千葉県松戸市の松戸市立博物館で、同市が有する美術コレクションを紹介する展覧会が開催中です。
松戸市によるコレクションの二本の柱である「松戸に生まれた、あるいは住んだ作家の作品」と「かって松戸にあった千葉大学工学部とその前身である東京高等工芸学校の関係者の作品」に沿って、さまざまな作品・資料が並びます。
「松戸のたからもの 松戸市の美術コレクション」会場の松戸市博物館
会場の前半は、松戸ゆかりの作家から。まずは洋画家の板倉鼎・須美子夫妻をご紹介しましょう。
板倉鼎(1901-1929)は、小学校の時に松戸に居住。東京美術学校在学中には松戸の風景を描き、留学先のパリで独自のスタイルを確立しました。

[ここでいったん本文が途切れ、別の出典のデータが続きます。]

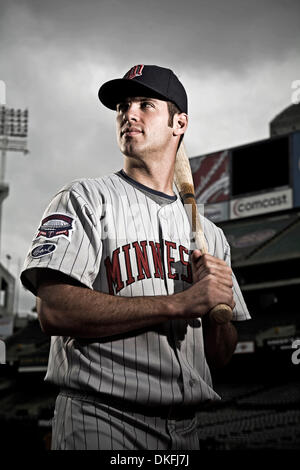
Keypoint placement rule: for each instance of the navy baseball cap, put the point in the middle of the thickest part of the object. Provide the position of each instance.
(145, 80)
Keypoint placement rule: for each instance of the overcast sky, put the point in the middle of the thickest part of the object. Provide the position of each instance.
(236, 58)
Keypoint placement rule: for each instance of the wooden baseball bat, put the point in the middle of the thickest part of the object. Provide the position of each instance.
(183, 179)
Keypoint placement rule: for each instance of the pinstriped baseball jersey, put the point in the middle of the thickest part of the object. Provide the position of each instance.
(112, 235)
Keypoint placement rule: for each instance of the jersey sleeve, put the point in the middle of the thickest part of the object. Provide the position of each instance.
(68, 240)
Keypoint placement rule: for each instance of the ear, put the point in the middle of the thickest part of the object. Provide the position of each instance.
(180, 123)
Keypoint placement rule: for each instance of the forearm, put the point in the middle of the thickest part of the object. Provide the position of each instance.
(219, 341)
(76, 311)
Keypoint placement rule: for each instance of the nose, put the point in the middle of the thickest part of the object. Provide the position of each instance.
(131, 112)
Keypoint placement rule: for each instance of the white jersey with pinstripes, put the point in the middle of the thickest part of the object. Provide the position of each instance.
(113, 238)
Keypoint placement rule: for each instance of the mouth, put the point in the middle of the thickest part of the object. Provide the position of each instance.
(131, 131)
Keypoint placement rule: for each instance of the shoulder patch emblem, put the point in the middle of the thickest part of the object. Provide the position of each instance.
(56, 225)
(43, 250)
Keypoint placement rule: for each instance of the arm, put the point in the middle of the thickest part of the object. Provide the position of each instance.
(68, 308)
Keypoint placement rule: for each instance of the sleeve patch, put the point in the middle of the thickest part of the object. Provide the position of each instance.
(43, 250)
(56, 225)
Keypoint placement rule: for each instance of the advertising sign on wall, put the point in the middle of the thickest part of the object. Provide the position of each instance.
(261, 203)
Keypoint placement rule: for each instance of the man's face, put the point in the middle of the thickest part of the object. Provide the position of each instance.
(142, 126)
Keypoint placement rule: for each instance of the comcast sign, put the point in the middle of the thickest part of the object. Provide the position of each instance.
(261, 204)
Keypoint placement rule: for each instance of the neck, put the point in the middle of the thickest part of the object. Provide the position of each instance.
(156, 174)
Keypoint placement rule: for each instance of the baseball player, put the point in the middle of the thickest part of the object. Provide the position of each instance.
(120, 293)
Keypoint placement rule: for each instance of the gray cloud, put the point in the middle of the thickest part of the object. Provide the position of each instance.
(236, 58)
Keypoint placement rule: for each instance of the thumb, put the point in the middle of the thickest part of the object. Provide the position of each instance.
(196, 255)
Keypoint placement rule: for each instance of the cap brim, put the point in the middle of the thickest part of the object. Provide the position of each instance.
(113, 92)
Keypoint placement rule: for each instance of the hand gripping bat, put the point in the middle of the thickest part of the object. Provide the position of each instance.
(183, 179)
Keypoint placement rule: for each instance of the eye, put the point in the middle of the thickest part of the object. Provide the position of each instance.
(122, 107)
(147, 104)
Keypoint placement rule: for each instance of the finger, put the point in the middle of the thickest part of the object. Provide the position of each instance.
(224, 279)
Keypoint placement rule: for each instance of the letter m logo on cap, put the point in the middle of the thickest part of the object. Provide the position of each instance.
(135, 71)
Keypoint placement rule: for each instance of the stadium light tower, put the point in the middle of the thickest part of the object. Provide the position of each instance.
(13, 138)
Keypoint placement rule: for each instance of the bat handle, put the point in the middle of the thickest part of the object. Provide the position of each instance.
(221, 313)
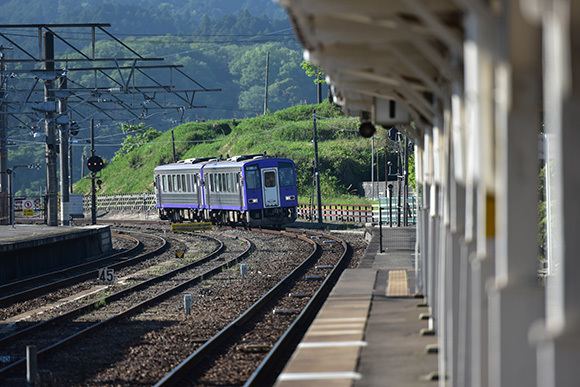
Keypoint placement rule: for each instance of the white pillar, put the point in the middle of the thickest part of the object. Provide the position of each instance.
(559, 346)
(478, 65)
(515, 297)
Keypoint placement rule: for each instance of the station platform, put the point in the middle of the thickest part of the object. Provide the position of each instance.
(29, 250)
(370, 331)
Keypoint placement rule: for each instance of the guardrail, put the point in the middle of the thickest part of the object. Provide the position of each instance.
(362, 213)
(130, 203)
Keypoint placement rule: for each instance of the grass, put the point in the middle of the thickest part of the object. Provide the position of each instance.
(344, 157)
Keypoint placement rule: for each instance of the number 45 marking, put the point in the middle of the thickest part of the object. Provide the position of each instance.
(107, 275)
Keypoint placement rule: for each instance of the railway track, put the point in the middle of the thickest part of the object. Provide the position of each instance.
(149, 330)
(59, 331)
(256, 324)
(34, 286)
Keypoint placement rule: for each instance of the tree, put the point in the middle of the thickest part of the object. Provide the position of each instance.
(142, 135)
(315, 71)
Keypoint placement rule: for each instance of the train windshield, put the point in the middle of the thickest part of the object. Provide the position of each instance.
(286, 174)
(253, 177)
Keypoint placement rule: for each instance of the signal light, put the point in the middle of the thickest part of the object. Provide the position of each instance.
(95, 163)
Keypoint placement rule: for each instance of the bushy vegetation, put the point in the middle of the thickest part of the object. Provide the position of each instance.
(344, 156)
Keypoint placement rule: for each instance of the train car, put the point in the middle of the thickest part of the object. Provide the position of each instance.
(254, 190)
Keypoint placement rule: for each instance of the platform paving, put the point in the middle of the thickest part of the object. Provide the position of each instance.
(369, 331)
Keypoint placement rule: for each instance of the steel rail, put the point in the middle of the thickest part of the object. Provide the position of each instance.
(268, 370)
(174, 377)
(132, 310)
(79, 277)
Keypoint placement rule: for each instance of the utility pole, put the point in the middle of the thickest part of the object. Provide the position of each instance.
(406, 189)
(93, 187)
(316, 169)
(51, 177)
(64, 156)
(173, 146)
(266, 87)
(3, 132)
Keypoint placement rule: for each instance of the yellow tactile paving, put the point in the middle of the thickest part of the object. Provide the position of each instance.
(397, 285)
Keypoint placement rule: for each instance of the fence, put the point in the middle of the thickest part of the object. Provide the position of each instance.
(393, 213)
(337, 212)
(133, 203)
(144, 203)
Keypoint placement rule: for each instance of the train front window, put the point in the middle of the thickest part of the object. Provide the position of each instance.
(286, 173)
(253, 177)
(270, 179)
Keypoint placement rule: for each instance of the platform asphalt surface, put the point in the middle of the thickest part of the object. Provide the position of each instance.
(398, 352)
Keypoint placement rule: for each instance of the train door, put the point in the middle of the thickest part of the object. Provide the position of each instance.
(197, 189)
(158, 188)
(270, 187)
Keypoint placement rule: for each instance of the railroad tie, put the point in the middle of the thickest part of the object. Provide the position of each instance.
(397, 284)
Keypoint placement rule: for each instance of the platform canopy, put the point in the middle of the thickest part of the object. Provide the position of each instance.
(378, 51)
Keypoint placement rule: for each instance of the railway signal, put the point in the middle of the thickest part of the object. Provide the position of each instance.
(95, 163)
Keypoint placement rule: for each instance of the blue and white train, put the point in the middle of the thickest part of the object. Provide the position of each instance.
(253, 190)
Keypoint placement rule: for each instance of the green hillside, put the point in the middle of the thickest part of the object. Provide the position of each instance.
(344, 156)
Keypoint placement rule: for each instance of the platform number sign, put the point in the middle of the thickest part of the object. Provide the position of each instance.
(107, 275)
(28, 208)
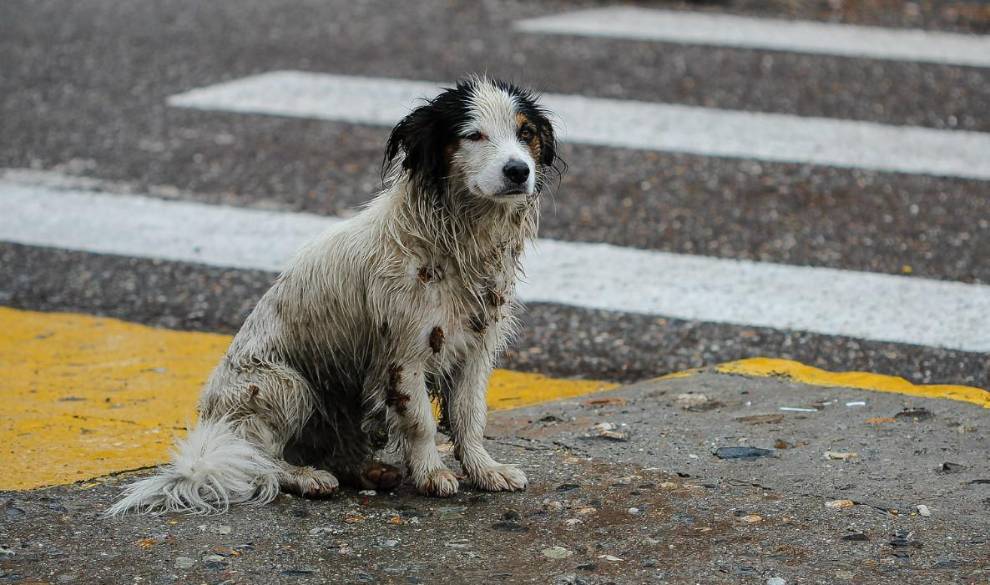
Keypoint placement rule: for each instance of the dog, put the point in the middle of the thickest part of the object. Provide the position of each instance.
(413, 298)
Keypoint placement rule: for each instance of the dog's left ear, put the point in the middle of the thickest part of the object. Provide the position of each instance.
(422, 137)
(548, 143)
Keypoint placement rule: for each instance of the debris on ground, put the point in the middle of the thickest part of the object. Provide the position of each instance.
(557, 552)
(696, 402)
(745, 453)
(840, 456)
(915, 414)
(609, 432)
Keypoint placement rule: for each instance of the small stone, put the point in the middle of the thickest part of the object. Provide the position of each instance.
(557, 552)
(915, 414)
(745, 453)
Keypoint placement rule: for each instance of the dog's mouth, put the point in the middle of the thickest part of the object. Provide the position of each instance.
(512, 191)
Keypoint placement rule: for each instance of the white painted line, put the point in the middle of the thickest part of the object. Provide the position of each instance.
(629, 22)
(598, 276)
(625, 124)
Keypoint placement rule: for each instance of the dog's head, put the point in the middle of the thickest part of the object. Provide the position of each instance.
(487, 137)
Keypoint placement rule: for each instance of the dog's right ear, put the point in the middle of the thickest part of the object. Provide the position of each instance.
(421, 139)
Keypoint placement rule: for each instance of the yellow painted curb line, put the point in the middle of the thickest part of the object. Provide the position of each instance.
(798, 372)
(84, 396)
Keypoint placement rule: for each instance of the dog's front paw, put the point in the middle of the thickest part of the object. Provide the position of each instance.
(311, 483)
(500, 478)
(439, 482)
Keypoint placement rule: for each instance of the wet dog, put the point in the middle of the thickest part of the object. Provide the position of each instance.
(412, 298)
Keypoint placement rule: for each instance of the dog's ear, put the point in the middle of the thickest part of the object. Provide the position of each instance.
(548, 142)
(422, 138)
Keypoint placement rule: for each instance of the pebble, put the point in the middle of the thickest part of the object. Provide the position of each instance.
(557, 552)
(840, 456)
(742, 453)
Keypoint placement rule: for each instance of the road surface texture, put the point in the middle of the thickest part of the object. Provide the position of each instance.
(736, 189)
(626, 488)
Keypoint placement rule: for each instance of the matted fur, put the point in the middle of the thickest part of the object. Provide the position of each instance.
(413, 296)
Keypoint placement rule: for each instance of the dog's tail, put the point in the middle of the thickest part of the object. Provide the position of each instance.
(212, 468)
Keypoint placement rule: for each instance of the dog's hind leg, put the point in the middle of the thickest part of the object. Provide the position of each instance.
(306, 481)
(468, 409)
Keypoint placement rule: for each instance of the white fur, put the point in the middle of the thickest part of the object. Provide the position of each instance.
(211, 468)
(414, 295)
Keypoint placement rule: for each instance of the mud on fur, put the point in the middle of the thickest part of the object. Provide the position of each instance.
(339, 359)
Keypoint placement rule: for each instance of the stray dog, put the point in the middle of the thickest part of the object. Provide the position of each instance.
(412, 298)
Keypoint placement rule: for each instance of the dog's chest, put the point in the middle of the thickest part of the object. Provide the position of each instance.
(458, 310)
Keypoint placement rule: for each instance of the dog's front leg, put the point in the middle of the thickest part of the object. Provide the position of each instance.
(468, 411)
(409, 403)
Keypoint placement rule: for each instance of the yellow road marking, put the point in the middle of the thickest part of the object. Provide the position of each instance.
(798, 372)
(84, 396)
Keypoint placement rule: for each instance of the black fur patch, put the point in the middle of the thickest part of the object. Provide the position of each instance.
(395, 398)
(436, 339)
(428, 135)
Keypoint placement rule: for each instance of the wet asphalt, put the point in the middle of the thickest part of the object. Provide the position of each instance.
(83, 88)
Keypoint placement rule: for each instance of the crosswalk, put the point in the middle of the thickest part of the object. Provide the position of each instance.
(50, 210)
(595, 276)
(625, 124)
(630, 22)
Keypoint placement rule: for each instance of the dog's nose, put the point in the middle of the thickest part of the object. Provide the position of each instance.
(516, 170)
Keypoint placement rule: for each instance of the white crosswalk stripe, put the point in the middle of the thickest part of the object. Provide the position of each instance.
(626, 124)
(598, 276)
(630, 22)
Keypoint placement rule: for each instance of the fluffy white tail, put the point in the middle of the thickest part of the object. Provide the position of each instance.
(211, 469)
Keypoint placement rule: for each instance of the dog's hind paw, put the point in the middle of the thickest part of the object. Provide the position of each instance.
(439, 482)
(500, 478)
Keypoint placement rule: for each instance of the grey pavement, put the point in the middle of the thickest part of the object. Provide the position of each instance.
(626, 488)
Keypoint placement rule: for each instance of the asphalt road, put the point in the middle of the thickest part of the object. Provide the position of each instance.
(83, 89)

フランスのサロン・ドートンヌや日本の帝展に入選し、美術雑誌にも掲載されるなど将来を嘱望される画家でしたが、敗血症のため28歳で客死しています。
(左から)板倉鼎《篭の花》1928年6月頃 / 板倉鼎《黒椅子による女》1928年
板倉須美子(1908-1934、旧姓・昇)は、鼎の妻。ふたりは1925年に結婚し、翌年にハワイ経由でエコール・ド・パリ全盛期のフランスに留学します。
須美子は鼎の手ほどきで油彩画を始めますが、ハワイの思い出を描いた<ベル・ホノルル>シリーズなどで非凡な才能を発揮。サロン・ドートンヌに3年連続入選し、藤田嗣治からも高く評価されました。
鼎の急逝後、幼い長女を連れて帰国するも、結核のため25歳で亡くなりました。その長女も、帰国後まもなく死去しています。
板倉須美子《ベル・ホノルル 26》1928~29年頃
版画家の奥山儀八郎(1907-1981)もご紹介しましょう。現在の山形県寒河江市に生まれ、小学校卒業後に上京。働きながら版画制作をはじめ、日本毛織(ニッケ)の広告部では版画によるポスターを制作。斬新なスタイルで「ニッケのギ8」として一世を風靡しました。
ニッケを退社した後は、日本の伝統的な木版画の復興にも乗り出し、抒情あふれる風景画などを制作。松戸には1954年に自宅兼工房を開設しています。
(左から)奥山儀八郎《ニッケ毛製品》1931年頃 / 奥山儀八郎《ニッケ開店3周年》1931年 / (右端)奥山儀八郎《丸ビル角 ニッケ》1931年頃
後半は、東京高等工芸学校の関連作品です。同校は、産業に結びついた美術を教える官立学校として東京に設置されましたが、東京大空襲で被災し、松戸に移転。千葉大学工学部となり1964年に千葉市に移るまで、約20年間、松戸でデザイン教育が行われました。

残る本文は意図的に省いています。